Within several weeks after injection, the carrier gel is absorbed and net neutral volume replacement occurs through neocollagenesis. Because an immune response is not elicited, no skin testing is needed. The CaHA degrades into calcium and phosphate ions over time and is excreted slowly from the body, creating lasting volume for an average of 12 to 18 months.3 Radiesse has a particularly high elastic modulus (G’).
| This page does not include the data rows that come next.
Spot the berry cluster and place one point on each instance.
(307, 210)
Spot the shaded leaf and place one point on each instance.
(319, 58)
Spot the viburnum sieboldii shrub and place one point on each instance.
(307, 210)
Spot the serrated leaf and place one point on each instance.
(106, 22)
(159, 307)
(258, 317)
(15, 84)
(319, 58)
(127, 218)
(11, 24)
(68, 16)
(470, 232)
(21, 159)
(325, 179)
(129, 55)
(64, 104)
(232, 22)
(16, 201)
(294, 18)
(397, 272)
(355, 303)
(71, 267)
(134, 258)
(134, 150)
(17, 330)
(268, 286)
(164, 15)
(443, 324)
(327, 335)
G’ is the measure of the gel’s ability to resist deformation when pressure is applied. The higher the G’ of a substance, the greater its stiffness, and the less likely the substance is to deform under pressure from its surroundings. In a study by Sundaram and colleagues,4 the G’ of Radiesse was measured to be 1407 Pa compared with a range of 28 to 863 Pa in hyaluronic acid products. This property results in a greater amount of lift when injected under the skin envelope.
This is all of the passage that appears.